Pourquoi y a-t-il cet écart ? Honnêtement, il n'est pas très important (73% contre 67%). Deuxièmement, que regroupe le panel "Autres religions" ? Dans nos échantillons, la moitié de ce groupe environ est constituée de musulmans (qui sont, eux, aux trois quarts favorables à l'accueil). Il y a aussi une petite minorité de Juifs et de protestants. Dans des enquêtes précédentes, nous constations que ces derniers étaient souvent un peu plus favorables à l'accueil en général que les catholiques. Cela renvoie ici à la longue tradition d'accueil et la culture d'asile très forte chez une partie du monde protestant (je pense à la vieille association de la Cimade, qui vient en aide aux étrangers). Il y a toujours eu une partie de la population protestante très impliquée sur ces thèmes-là.

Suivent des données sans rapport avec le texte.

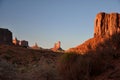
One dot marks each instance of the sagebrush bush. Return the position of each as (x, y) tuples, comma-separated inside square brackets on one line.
[(81, 67)]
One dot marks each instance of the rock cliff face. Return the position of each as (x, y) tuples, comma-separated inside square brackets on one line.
[(57, 47), (5, 36), (105, 27), (106, 24)]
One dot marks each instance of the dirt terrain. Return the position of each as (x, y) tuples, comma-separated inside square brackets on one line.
[(17, 63)]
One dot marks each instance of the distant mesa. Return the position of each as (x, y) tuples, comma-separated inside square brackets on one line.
[(22, 43), (35, 46), (105, 26), (57, 47), (5, 36)]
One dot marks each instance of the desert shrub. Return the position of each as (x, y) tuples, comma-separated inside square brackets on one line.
[(82, 67), (7, 71), (73, 67)]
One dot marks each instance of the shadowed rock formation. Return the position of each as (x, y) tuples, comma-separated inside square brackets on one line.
[(105, 27), (5, 36)]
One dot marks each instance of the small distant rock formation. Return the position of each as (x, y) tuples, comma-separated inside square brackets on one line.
[(57, 47), (16, 41), (105, 26), (5, 36), (22, 43), (36, 47)]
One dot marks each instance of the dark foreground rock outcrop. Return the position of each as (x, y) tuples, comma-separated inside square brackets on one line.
[(5, 36)]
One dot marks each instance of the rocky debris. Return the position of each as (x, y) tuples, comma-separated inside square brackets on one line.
[(5, 36), (57, 47), (106, 24), (22, 43)]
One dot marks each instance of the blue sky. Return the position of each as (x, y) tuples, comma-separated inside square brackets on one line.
[(49, 21)]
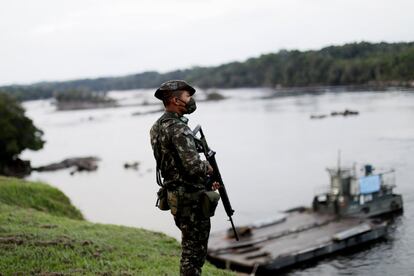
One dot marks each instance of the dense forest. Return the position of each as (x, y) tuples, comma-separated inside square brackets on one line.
[(377, 64)]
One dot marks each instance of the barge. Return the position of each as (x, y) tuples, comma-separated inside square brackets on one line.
[(354, 212)]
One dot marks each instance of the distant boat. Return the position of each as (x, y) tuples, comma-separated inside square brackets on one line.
[(351, 214)]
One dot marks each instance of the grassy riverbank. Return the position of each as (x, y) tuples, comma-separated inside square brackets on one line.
[(41, 233)]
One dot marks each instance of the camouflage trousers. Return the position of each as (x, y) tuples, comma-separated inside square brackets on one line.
[(194, 238)]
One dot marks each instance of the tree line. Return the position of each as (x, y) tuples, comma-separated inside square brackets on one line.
[(350, 64)]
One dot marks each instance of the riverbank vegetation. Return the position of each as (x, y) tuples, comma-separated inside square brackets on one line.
[(42, 233)]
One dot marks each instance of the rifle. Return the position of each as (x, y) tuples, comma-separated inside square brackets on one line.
[(202, 146)]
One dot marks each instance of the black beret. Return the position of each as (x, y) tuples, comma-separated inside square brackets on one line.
[(173, 85)]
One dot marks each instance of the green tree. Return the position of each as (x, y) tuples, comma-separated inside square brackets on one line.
[(17, 131)]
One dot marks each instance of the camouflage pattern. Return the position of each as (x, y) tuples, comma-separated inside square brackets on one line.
[(194, 240), (180, 161), (185, 175)]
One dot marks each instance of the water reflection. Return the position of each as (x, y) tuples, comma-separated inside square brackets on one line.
[(272, 157)]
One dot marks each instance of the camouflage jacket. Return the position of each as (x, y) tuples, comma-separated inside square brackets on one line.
[(175, 152)]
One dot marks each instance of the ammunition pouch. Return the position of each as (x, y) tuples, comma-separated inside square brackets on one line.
[(162, 199), (209, 201), (182, 203)]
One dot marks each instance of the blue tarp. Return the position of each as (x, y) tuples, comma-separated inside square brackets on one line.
[(369, 184)]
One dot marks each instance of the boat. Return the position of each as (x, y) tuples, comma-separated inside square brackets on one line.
[(356, 210)]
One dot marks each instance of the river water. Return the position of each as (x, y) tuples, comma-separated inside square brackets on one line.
[(272, 157)]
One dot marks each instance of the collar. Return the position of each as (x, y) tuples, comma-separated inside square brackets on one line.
[(176, 115)]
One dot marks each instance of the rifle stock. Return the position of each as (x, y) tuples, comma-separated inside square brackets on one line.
[(203, 147)]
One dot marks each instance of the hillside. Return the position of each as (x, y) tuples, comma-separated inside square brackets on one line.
[(41, 233)]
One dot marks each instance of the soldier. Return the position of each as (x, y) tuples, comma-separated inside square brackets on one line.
[(184, 173)]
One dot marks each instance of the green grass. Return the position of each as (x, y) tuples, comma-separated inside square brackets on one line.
[(41, 233)]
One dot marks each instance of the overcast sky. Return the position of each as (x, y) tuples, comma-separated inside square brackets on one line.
[(46, 40)]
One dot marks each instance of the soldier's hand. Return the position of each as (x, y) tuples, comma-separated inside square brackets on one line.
[(209, 169), (215, 186)]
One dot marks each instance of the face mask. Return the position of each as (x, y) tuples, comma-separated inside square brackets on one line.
[(190, 106)]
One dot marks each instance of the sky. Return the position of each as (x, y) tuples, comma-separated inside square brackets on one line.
[(56, 40)]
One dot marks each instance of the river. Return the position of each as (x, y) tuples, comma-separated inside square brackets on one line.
[(272, 157)]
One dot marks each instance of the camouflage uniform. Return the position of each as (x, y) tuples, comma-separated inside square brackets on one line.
[(184, 176)]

Les musulmans, eux, sont beaucoup plus favorables que les catholiques à l'accueil de migrants au sens large, en partie grâce à une certaine proximité religieuse et culturelle avec ces populations. Mais ce prisme religieux ne les empêche pas, visiblement, d'être autant favorables à l'accueil de chrétiens qui viendraient de ces pays. La variable religieuse fonctionne un peu moins dans ce groupe-là.

Si des représentants de la plupart des formations politiques françaises ont déjà pointé du doigt la situation humanitaire alarmante des communautés de chrétiens d'Orient, on remarque que les sympathisants du Front national se distinguent nettement du reste de la population, avec seulement 23% d'entre eux se disant favorables à leur accueil. Comment expliquer cela selon vous ?

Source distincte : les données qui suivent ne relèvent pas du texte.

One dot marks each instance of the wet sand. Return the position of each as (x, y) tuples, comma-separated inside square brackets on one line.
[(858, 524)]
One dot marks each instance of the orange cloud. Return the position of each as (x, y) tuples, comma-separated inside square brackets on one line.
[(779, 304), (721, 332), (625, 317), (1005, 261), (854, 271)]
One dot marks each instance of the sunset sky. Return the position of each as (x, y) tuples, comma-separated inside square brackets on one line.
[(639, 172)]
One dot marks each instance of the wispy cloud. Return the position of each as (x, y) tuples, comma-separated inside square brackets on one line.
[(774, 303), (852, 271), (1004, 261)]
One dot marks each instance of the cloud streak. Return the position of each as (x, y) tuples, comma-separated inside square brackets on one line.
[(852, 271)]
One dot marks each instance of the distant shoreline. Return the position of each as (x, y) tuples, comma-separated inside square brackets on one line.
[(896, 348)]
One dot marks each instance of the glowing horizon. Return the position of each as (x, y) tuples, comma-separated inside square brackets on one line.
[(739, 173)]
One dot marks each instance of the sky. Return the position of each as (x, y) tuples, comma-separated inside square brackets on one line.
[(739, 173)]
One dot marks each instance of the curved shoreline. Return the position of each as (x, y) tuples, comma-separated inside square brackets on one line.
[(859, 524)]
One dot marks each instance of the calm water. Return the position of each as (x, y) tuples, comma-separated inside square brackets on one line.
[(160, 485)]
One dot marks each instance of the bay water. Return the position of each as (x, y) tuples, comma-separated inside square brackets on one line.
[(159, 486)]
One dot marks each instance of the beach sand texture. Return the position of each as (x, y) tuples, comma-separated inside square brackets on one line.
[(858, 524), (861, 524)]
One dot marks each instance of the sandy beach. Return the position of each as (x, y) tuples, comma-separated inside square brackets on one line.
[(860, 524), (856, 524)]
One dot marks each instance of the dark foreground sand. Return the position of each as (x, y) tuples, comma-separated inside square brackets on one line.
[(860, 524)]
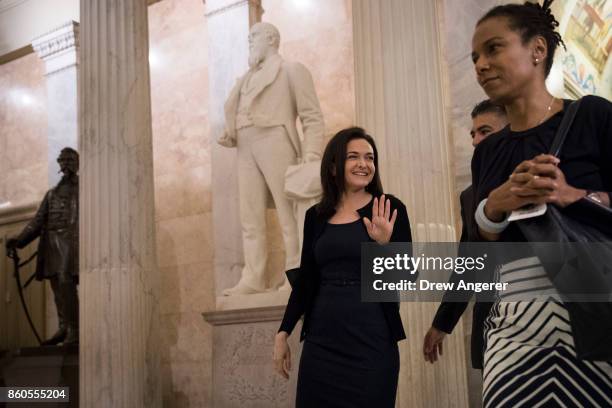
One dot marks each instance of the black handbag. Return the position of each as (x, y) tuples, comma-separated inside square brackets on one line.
[(571, 266)]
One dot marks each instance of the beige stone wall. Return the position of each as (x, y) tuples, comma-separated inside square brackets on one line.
[(23, 131), (182, 171)]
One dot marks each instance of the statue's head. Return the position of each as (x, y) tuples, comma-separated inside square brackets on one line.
[(68, 161), (264, 40)]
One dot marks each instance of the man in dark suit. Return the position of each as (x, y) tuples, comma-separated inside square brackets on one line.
[(57, 224), (487, 118)]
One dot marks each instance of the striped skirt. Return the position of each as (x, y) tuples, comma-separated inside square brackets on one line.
[(530, 360)]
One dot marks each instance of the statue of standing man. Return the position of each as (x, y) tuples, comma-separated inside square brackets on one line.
[(57, 224), (260, 120)]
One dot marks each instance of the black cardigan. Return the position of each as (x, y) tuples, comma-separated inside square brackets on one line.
[(305, 280)]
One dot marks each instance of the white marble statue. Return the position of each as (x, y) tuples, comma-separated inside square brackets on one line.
[(260, 120)]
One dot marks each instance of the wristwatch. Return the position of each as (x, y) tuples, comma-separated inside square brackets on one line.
[(593, 195)]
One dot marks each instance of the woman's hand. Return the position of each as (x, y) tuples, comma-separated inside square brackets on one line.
[(542, 178), (432, 344), (380, 227), (282, 354)]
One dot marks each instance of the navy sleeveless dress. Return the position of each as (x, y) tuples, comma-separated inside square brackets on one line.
[(349, 358)]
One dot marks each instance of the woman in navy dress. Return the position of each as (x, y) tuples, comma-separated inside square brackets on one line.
[(350, 356)]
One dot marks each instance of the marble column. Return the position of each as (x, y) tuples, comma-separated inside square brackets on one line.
[(400, 99), (119, 356), (228, 22), (59, 50)]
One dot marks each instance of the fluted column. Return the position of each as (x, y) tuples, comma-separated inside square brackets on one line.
[(59, 50), (400, 99), (119, 358)]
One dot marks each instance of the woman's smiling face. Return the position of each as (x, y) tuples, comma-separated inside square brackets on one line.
[(359, 167), (505, 66)]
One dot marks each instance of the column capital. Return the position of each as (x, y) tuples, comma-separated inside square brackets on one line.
[(58, 48)]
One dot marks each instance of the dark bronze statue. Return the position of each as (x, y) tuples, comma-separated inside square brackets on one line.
[(57, 224)]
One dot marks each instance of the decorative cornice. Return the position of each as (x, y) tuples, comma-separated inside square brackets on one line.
[(63, 38), (254, 3)]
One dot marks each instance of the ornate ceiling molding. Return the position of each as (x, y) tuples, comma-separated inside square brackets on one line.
[(9, 4), (65, 37)]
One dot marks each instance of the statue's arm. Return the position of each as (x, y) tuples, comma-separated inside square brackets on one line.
[(308, 109), (34, 227)]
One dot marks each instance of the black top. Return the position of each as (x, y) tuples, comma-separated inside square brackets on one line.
[(338, 251), (305, 281), (586, 157)]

Le point intéressant ici, c'est que l'électorat frontiste est massivement opposé à l'accueil des chrétiens d'Orient, mais était encore plus opposé à l'accueil des migrants tout court (9% seulement). La tendance au Front national est d'être isolationniste et d'être opposé à l'accueil de migrants, quel que soit le groupe ethnique ou culturel. Cet électorat estime qu'il y a déjà beaucoup de misère et d'immigrés en France, et qu'on a déjà atteint les limites de ce qu'il était possible de faire. Il ne faudrait donc surtout pas accueillir d'autres personnes venues de l'étranger.

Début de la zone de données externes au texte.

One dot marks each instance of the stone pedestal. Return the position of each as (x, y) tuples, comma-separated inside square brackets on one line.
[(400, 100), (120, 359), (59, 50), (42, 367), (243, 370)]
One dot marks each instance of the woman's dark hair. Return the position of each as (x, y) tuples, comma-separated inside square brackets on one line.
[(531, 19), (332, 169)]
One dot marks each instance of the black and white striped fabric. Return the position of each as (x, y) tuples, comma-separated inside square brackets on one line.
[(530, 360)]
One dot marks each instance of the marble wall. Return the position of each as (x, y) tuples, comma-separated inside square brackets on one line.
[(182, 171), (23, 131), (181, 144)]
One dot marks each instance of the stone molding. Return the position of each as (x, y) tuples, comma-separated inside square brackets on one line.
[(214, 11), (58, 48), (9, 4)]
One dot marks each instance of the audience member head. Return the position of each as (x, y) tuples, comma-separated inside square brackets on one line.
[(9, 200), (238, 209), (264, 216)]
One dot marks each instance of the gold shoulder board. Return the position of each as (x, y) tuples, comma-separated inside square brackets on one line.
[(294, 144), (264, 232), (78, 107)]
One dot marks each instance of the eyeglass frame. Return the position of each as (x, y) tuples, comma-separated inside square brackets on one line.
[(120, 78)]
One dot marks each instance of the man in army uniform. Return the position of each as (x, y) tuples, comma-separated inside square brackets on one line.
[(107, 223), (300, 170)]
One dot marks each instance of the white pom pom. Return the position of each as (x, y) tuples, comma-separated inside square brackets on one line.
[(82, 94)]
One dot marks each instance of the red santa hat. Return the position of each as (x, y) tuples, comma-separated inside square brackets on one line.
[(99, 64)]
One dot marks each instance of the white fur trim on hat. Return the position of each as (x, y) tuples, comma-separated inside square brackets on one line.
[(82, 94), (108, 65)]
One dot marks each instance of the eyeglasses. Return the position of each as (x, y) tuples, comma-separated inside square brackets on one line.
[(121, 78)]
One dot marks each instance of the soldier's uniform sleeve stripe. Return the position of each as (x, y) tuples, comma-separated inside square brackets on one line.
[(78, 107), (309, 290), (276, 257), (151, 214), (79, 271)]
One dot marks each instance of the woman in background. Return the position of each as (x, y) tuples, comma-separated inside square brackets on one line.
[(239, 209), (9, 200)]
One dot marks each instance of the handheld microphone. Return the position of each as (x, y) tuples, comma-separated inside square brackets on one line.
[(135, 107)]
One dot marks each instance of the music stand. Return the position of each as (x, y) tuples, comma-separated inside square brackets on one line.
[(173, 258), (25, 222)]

On constate que le fait qu'ils soient chrétiens ou musulmans fait assez peu varier les choses aux yeux des électeurs du Front national. Ils sont 9% à être favorables à l'accueil de migrants en général (et quand on suit un peu ce qu'il se passe en ce moment, on pense surtout à des musulmans). Cette réticence est à peine moins massive pour l'accueil de migrants de confession chrétienne, puisqu'ils sont en effet 23% seulement à y être favorables. La chrétienté de ces individus ne permet pas de lever le verrou, l'hostilité ou l'opposition à l'accueil de migrants dans cet électorat, alors que cela joue au sein de l'électorat de droite (+30 points).